After only a few months of publishing our adcc paper,
which introduces the novel algebraic-diagrammatic construction (ADC) code adcc,
the package has already found mention in a number of related articles.
One example is a manuscript on updates in the
Psi4 quantum chemistry package,
which features adcc as one of the highlighted community modules.
As the paper discusses, the close integration of adcc into the Psi4
ecosystem now allows to start ADC calculations in adcc directly
form Psi4's python frontend and its input files.
This effectively extends Psi4 by all ADC capabilities adcc offers.
Another example is a
paper on computing complex polarisabilities for excited states,
which especially emphasises the importance adcc has played
for simplifying the implementation of the method.

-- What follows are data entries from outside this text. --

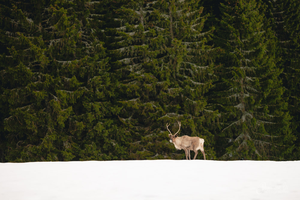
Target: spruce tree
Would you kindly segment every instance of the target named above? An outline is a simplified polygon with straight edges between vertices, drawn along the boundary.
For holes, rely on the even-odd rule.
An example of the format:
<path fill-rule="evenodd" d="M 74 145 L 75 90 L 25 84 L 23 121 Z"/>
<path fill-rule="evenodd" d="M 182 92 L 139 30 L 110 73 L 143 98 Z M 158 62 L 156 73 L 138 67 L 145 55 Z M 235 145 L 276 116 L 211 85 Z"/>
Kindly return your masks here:
<path fill-rule="evenodd" d="M 296 148 L 292 159 L 300 157 L 300 2 L 298 1 L 266 1 L 267 13 L 278 39 L 278 65 L 283 70 L 281 77 L 284 96 L 288 103 L 291 128 L 297 136 Z"/>
<path fill-rule="evenodd" d="M 220 113 L 221 159 L 288 159 L 295 137 L 276 65 L 275 38 L 254 1 L 226 1 L 216 41 L 223 49 L 210 103 Z"/>

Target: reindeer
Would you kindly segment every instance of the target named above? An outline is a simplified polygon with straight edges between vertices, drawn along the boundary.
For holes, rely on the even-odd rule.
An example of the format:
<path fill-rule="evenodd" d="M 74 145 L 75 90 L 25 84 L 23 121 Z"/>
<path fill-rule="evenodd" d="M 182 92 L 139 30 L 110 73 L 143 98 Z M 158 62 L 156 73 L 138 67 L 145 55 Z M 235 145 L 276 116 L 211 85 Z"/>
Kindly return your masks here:
<path fill-rule="evenodd" d="M 188 136 L 183 136 L 181 137 L 178 137 L 177 134 L 179 132 L 180 130 L 180 126 L 181 124 L 180 122 L 177 121 L 178 124 L 179 124 L 179 130 L 176 133 L 172 135 L 170 130 L 168 128 L 168 127 L 170 125 L 168 125 L 167 123 L 167 129 L 170 132 L 169 134 L 170 137 L 170 142 L 172 142 L 175 146 L 175 148 L 178 149 L 183 149 L 185 152 L 185 157 L 187 160 L 188 159 L 188 156 L 189 160 L 190 160 L 190 150 L 192 150 L 195 152 L 195 156 L 193 160 L 194 160 L 196 158 L 197 154 L 198 154 L 198 150 L 200 150 L 203 154 L 204 160 L 205 160 L 205 154 L 204 153 L 204 150 L 203 148 L 203 145 L 204 140 L 202 138 L 198 137 L 190 137 Z"/>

On my end, I recently conducted a study with Thomas Fransson
on the **error of the core-valence separation (CVS) approximation**.
This approximation is very important for the simulation
of **X-ray absorption spectra** using accurate wave-function methods
like coupled-cluster or ADC.
In the literature the error of the CVS approximation
is widely accepted to be negligible compared to the error with respect to experiment.
This statement is, however, based on previous investigations of the CVS error,
which were limited by the methodologies to only small, non-representative basis sets.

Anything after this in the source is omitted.